Cow pat tarts were first created by an Uncle Fu. However in Sandakan, Mr Chi, a baker of Hainanese background operated an old style coffee shop which was the place everyone flocked to for these distinctive baked goods. It was famous for cow pat tarts, pineapple tarts and red bean filled pastries.
By using some kind of dark arts, my mother has procured the original recipe and I made a batch on Wednesday. Unlike many famous foods, recipes for this are very hard to find online or otherwise. Unfortunately, I have been sworn to secrecy so I can’t pass the exact recipe on. However, I’ll describe the steps and have included some pictures so I’m sure it isn’t that hard to reverse engineer.
Sandakan Cow Pat Tarts (aka UFO tarts)
- Make a basic butter cake batter.
- Grease some small tart tins about 8-10 cms in diameter.

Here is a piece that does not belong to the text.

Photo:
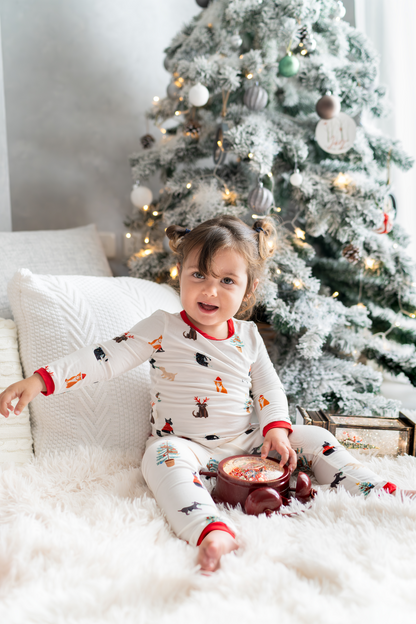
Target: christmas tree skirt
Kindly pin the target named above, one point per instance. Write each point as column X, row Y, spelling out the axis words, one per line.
column 82, row 540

- Dollop a thin layer of batter in the prepared tins and bake in a moderate oven until pale in the middle with a golden brown edge. Cool.
- While the cake is cooking, make a basic custard over the stove. It should be quite sweet.
- On the cooled cake, spoon the custard into the middle of the tarts, leaving a 2cm+ gap around the edge of the cake.
- Whip up egg whites with some sugar until you have firm peaks. Pipe the meringue so it encircles the custard and then pipe a little over the custard area. The meringue shape should look like a teeny cow pat.
- Return to the oven until slightly browned and the meringue is marshmallow-y.
- Best served the same day and eaten slightly warm.
They turned out so cute and apparently they taste like the real thing. Looks like I’ll have to make another trip to Sandakan to see for myself.